The Bluebird calls and asks you to host an “In the Round.” Pick three local songwriters to join you.
Hmmm … so many to choose from! Maybe Rodney Crowell, Gabe Dixon and John Hiatt? Don Schlitz, Pat McLaughlin and Beth Neilson Chapman? Marcus Hummon, Mary Gauthier and Darrell Scott!
What are your favorite music venues to play in town?
Up until this June I’d have said Douglas Corner. That was my home base for playing since about 1991. Unfortunately, the venue on 8th Avenue S. and Douglas has closed, but I’m looking forward to the online resurrection that I’m told is in the works! I’ve always loved playing at the Bluebird too. Sang harmony with Frank Sheen there the year it opened, 1982, I think, when Amy Kurland owned and operated. 3rd and Lindsley is fantastic as well. It always was, even before the big remodel.
Name a musician who you’d like to see move here.
Paul Simon? Randy Newman? I know! My producer, Sam Frank! Nashville would eat him up.
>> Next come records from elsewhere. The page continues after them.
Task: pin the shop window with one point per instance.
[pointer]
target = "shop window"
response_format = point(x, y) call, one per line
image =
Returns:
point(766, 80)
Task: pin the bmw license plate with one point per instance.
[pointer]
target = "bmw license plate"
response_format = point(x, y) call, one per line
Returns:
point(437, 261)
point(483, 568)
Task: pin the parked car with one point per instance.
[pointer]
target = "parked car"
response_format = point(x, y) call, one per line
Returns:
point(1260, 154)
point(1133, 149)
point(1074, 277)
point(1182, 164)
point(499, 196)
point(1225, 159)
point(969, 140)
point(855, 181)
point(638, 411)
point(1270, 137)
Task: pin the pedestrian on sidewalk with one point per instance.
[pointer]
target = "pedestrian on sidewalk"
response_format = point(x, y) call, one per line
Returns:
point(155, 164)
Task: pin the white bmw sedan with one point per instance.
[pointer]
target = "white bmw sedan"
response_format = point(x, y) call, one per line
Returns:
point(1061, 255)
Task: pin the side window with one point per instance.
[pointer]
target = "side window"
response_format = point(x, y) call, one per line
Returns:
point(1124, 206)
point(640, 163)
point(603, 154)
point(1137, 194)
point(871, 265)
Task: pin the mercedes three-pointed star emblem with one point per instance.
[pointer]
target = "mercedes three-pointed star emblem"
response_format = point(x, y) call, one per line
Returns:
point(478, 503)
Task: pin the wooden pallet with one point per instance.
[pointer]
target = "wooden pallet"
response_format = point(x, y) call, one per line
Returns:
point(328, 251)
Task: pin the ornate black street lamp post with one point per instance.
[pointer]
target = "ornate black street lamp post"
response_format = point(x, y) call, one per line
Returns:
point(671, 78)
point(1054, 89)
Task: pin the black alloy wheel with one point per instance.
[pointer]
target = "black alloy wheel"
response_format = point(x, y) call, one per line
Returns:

Finally, what’s in your musical future?
I’m all for having goals and making plans but I’ve learned that I can’t predict the future and that the best laid plans, etc. My biggest challenge is being present, so I don’t miss the moment and all it has to offer. That being said, I might make a vision board with pics and things that represent those goals being achieved. The vision board would include making a record or two with my father, sooner than later, organizing live-feed house concerts with my favorite players, touring and playing songwriter festivals and concerts around the world and writing and recording new music whenever possible. More immediately, as we’re all staying home a bit more, I plan to go through all the little piles and scraps of paper with lyric ideas scribbled on them and see what jumps out at me, begging to be written. Playing more piano and accordion and finally spending time with the lovely parlor guitar I bought last year. If I’m blessed with a long life, I hope to be making music, listening and learning and sharing, right up ‘til the end.